CHI C’E’ DIETRO GLI SBARCHI DI LAMPEDUSA?

Sihem Bensedrine, una famosa giornalista tunisina a lungo perseguitata dal regime di Ben Ali, non ha dubbi: “Molti dei quattromila clandestini partiti dalla Tunisia alla volta di Lampedusa, all’inizio di febbraio, hanno avuto soldi e barche dalla Libia, con precise istruzioni di dichiararsi, una volta sbarcati, rifugiati politici. Non è un caso se le partenze siano coincise con la visita di Leila Ben Ali in Libia. I fedeli dell’ex presidente vogliono rovinare l’immagine della nuova Tunisia”.

Hajer, insegnate di italiano a Tunisi, pensa lo stesso: “È quanto meno strano che nel momento in cui i giovani puliscono le strade a Tunisi e cercano di riprendere la vita normale, alcuni, con la loro fuga, cercano di danneggiare l’immagine della rivoluzione.”

Rafik, abitante di Zarzis, la città nel sud della Tunisia da dove sono partite le barche, è piuttosto scettico: “È possibile che da un giorno all’altro centinaia di barche salpino dalle spiagge di Zarzis senza nessun controllo e in pieno giorno, con soldi che vanno dai potenziali migranti ai passatori alla vista di tutti, alla luce del sole?”.

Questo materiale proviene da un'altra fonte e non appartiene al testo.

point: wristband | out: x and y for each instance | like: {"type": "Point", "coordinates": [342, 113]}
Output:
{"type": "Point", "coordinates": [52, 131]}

Tarek, appena sbarcato a Lampedusa, non è dello stesso avviso: “Noi abbiamo fatto la rivoluzione. Ora siamo liberi. Io ho in tasca la bandiera tunisina. Molti in Europa e nel mondo ci hanno applaudito, ora non possono chiuderci la porta in faccia”. Mohsen anche lui partito da Zarzis, dice: “Io ho un diploma in informatica e voglio tentare la fortuna”. Adel, come molti altri ragazzi giovanissimi, dice invece che non ha nessuna intenzione di rimanere qui in Italia. Dice di voler tornare a casa, che la loro è stata solo una specie di gita, una bravata tra ragazzi. “Non volevo rimanere dietro ai miei amici”, racconta.

Giacomo Fiaschi, esperto di linguaggio e comunicazione che vive e lavora Tunisia, ha raccolto per Tunisi News la testimonianza dell’onorevole. Vittorio “Bobo” Craxi: “Il maggiore aiuto che noi possiamo dare in questo momento è considerare la Tunisia un luogo accessibile. Un posto dove si recupera libertà è lo spazio proprio di un cittadino europeo abituato a vivere nella libertà”. Quando un ministro parla davanti a milioni di telespettatori di un paese in “totale caos e alla deriva”, si dimostra troppo poco europeo, verrebbe da dire.